Hepatitis C Virus(HCV) is a single-stranded positive-sense RNA virus that account for most cases of post-transfection non-A non-B hepatitis. In more than 70% of the cases, HCV causes a prolonged, persistent infection, in which about 25% of the patients can eventually lead to cirrhosis and hepatocellular carcinoma. Currently, the lack of efficient antiviral treatment against HCV makes the development of a vaccine highly difficult. The envelope glycoprotein of HCV is one of the important targets in the study of efficient vaccine in the world. It has been proved that the DNA vaccine of E2 could induce humoral and cellular immunity in mice.
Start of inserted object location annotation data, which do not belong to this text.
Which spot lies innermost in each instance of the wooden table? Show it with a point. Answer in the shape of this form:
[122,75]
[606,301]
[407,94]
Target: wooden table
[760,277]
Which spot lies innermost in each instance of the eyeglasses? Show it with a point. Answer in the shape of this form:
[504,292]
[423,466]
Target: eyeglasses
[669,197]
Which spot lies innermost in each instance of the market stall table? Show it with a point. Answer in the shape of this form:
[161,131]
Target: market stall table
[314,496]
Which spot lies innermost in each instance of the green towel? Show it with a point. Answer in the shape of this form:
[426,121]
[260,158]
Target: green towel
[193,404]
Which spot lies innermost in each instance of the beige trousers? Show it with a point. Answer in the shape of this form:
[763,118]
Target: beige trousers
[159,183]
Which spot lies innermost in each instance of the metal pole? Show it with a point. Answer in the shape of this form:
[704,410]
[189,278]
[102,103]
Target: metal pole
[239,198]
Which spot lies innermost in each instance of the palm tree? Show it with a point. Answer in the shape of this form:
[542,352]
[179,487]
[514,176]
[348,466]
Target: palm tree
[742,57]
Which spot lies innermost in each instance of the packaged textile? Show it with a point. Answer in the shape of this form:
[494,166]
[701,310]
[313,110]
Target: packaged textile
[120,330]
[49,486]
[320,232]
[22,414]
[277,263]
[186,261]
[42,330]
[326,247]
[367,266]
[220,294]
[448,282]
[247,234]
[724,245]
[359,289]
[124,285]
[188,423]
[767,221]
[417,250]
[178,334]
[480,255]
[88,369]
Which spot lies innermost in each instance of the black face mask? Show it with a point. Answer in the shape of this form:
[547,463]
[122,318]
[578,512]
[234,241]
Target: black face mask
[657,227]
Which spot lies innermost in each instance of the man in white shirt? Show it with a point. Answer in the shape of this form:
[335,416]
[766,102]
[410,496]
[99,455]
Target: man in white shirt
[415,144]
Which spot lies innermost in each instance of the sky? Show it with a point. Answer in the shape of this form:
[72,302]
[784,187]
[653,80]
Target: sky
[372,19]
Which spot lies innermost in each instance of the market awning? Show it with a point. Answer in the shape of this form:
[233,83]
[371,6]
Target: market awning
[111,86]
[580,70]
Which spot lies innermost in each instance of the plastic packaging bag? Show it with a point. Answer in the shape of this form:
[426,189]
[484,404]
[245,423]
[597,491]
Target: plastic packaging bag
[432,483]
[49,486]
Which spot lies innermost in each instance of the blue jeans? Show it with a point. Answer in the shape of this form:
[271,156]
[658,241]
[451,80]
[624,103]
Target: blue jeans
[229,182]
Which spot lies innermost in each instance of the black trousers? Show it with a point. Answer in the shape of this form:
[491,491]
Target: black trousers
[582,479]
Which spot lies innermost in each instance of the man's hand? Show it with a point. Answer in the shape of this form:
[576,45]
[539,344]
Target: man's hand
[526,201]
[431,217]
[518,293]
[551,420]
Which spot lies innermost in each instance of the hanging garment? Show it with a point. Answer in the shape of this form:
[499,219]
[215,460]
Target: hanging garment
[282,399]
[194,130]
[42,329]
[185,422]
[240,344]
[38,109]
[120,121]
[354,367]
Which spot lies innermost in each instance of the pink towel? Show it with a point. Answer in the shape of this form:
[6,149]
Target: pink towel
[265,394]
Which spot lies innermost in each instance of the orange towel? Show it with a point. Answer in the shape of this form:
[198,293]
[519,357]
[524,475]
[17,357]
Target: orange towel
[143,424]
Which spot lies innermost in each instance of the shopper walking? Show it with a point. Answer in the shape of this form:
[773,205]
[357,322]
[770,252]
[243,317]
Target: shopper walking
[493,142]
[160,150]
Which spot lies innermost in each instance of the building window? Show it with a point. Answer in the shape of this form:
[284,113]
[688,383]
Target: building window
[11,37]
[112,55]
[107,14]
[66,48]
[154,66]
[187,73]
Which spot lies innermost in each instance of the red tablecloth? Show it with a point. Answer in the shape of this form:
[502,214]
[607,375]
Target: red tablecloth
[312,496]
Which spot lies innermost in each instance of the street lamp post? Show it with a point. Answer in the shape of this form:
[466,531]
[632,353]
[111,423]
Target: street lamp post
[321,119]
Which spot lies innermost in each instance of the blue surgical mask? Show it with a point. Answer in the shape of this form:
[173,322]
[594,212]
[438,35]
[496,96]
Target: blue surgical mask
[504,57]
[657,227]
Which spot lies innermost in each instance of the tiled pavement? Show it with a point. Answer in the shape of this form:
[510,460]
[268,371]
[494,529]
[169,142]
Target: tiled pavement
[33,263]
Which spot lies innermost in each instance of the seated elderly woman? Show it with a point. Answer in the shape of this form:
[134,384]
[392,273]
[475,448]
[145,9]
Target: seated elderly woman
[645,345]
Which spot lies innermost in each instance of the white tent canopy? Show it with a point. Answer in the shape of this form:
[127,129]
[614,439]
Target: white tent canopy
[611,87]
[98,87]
Whether induce strong specific antibody and T lymphocytes, causing specific CTL response to eliminate virus in vivo or not is the main index for the vaccine evaluation . In this study, we focused on specific CTL inducing by E2 vaccination.The four recombinant plasmids has been constructed, pCE2-1(422-661), pCE2-2(383-661), pQE2(417-661) and pET-HIS-E2(417-750), which were transformed into COS-7, JM109 and BL21.The expression of E2 protein has been identified by Western-blot analysis using the E2 monoclonal antibody. However,the express efficiency of E2 protein in all of the four vectors are low, more efforts should focus on how to improve it.In the study of the induction of specific CTL, the recombinant E2 that its contain 6 His at N terminal end was purified with Ni-NTA-Superflow column after expression in E.coli JM109. To study the immunological properties of E2 protein, the BALB/c mice were vaccinated with purified E2 protein. Five weeks later, the vaccinated mice had been killed and extracted spleens used to prepared the effecter cells. After simulated and augment in vitro, they were used to kill the target cells P815, which were transfected by recombinant expression vector pCE2. By LDH assay, we observed that more than 30% of the target cells were killed at the ratio 200:1, and there are different results with different immunity injection routes. Altogether our data suggest that the E2 protein can provoke E2 specific CTLs in the mice, from which we conclude that the E2 protein is a good candidate for developing a vaccine to prevent HCV infection.